Le fonds de la bibliothèque s’enrichit considérablement après la fermeture des couvents par les décrets de l’empereur Joseph II. La situation se reproduit à la moitié du XXe siècle, lors des répressions du régime communiste contre les ordres religieux : de nombreux manuscrits saisis dans les monastères sont alors transférés au Clementinum.
Pavel Hrabánek raconte :
« Cette salle baroque a servi de bibliothèque publique jusqu’en 1918. Le nouvel Etat tchécoslovaque transforme tout le complexe du Clementinum en une grande bibliothèque que l’on appellera désormais ‘nationale’. On construit de nouveaux bâtiments pour les facultés de l’Université Charles qui ont jusqu’alors siégé au Clementinum. »

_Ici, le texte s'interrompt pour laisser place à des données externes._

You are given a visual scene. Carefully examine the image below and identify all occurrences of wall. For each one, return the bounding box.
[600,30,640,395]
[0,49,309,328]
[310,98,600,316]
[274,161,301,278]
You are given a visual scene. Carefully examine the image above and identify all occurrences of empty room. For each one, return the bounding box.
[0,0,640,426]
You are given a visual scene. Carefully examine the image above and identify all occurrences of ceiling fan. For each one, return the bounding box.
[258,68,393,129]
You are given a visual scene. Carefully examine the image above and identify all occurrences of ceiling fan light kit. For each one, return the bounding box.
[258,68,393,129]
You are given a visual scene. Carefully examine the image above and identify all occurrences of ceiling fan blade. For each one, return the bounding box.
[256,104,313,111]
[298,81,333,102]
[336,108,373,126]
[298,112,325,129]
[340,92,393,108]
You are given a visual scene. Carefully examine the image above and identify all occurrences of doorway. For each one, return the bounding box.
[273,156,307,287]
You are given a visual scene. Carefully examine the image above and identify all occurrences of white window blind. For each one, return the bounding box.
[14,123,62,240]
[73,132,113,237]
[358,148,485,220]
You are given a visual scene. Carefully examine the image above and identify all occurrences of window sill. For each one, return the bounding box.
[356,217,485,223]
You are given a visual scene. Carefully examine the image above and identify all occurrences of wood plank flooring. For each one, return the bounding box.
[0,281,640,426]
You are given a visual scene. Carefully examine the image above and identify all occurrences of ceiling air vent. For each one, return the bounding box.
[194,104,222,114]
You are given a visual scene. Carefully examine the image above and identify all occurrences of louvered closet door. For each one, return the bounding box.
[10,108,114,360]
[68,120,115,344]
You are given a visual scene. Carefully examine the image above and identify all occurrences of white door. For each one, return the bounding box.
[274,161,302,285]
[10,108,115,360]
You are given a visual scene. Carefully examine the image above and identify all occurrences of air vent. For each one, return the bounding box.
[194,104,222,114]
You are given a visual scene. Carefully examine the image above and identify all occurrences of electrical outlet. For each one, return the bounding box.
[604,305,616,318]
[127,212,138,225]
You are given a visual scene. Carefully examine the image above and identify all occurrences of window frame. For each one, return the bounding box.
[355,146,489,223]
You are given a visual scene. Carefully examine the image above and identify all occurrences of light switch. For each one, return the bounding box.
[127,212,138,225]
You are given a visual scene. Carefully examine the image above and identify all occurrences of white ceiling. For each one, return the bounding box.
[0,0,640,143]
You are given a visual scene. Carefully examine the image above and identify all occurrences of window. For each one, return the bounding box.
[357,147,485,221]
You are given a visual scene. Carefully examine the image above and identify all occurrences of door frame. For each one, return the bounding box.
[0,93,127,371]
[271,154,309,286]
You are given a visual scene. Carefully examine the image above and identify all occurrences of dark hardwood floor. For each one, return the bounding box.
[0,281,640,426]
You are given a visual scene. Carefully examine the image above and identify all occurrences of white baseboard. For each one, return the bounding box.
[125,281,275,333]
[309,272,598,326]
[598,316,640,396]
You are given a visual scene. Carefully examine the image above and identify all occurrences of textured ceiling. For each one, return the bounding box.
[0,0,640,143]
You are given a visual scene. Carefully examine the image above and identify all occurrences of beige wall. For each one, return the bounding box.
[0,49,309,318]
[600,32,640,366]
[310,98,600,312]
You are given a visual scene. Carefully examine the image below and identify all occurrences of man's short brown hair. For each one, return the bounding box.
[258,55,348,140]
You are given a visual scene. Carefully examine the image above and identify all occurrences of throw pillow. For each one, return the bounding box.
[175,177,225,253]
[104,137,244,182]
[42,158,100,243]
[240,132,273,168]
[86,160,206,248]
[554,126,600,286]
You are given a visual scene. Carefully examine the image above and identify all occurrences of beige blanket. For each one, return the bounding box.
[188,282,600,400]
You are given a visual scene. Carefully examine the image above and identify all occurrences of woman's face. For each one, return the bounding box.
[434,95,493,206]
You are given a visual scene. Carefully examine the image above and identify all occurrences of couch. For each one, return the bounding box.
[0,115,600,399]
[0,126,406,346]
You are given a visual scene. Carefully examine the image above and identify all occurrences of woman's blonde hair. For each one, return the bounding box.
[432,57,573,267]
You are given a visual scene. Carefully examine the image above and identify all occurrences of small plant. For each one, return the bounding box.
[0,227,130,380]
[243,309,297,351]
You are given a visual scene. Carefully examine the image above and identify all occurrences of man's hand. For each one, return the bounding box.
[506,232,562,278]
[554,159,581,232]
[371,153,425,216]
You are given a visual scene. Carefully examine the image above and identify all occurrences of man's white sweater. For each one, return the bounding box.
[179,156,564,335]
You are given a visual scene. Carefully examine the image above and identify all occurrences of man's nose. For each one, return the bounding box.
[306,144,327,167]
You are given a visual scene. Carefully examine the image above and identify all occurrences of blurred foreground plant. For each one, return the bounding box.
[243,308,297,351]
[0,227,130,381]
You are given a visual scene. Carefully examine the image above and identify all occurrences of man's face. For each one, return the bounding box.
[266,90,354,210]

Tour astronomique et station météorologique
Après la visite de la bibliothèque baroque, fermée au public pendant 70 ans, jusqu'en 2000, les visiteurs du Clementinum sont invités à emprunter plus de 170 marches pour monter à la tour astronomique. Avant d’atteindre son sommet, ils verront des vestiges des recherches scientifiques que les jésuites effectuaient au Clementinum, tels des cadrans et instruments de mesure, ainsi que la salle de la méridienne.
Leurs connaissances scientifiques, les professeurs jésuites les transmettaient à leurs élèves pragois qui étaient donc formés non seulement en théologie, mais également en mathématiques, physique et astronomie. Et pour cause, le scientifique tchéco-allemand et père jésuite Josef Stepling fonde en 1750 le premier observatoire astronomique en Bohême. Installé dans la tour du Clementinum, il sera le seul observatoire tchèque jusqu’à l’ouverture, en 1928, de celui d’Ondřejov, près de Prague.
Haute de 68 mètres et dominée par la statue d’Atlas portant la sphère céleste, la tour astronomique offre une vue magnifique sur le centre historique de la capitale. Par ailleurs, jusqu’à la fin des années 1920, on annonçait midi aux Pragois en arborant un drapeau depuis cette tour qui domine le Clementinum. A proximité de celle-ci sont installés des instruments météorologiques qui mesurent, depuis 1773 jusqu’à aujourd’hui, les températures et les précipitations dans la capitale.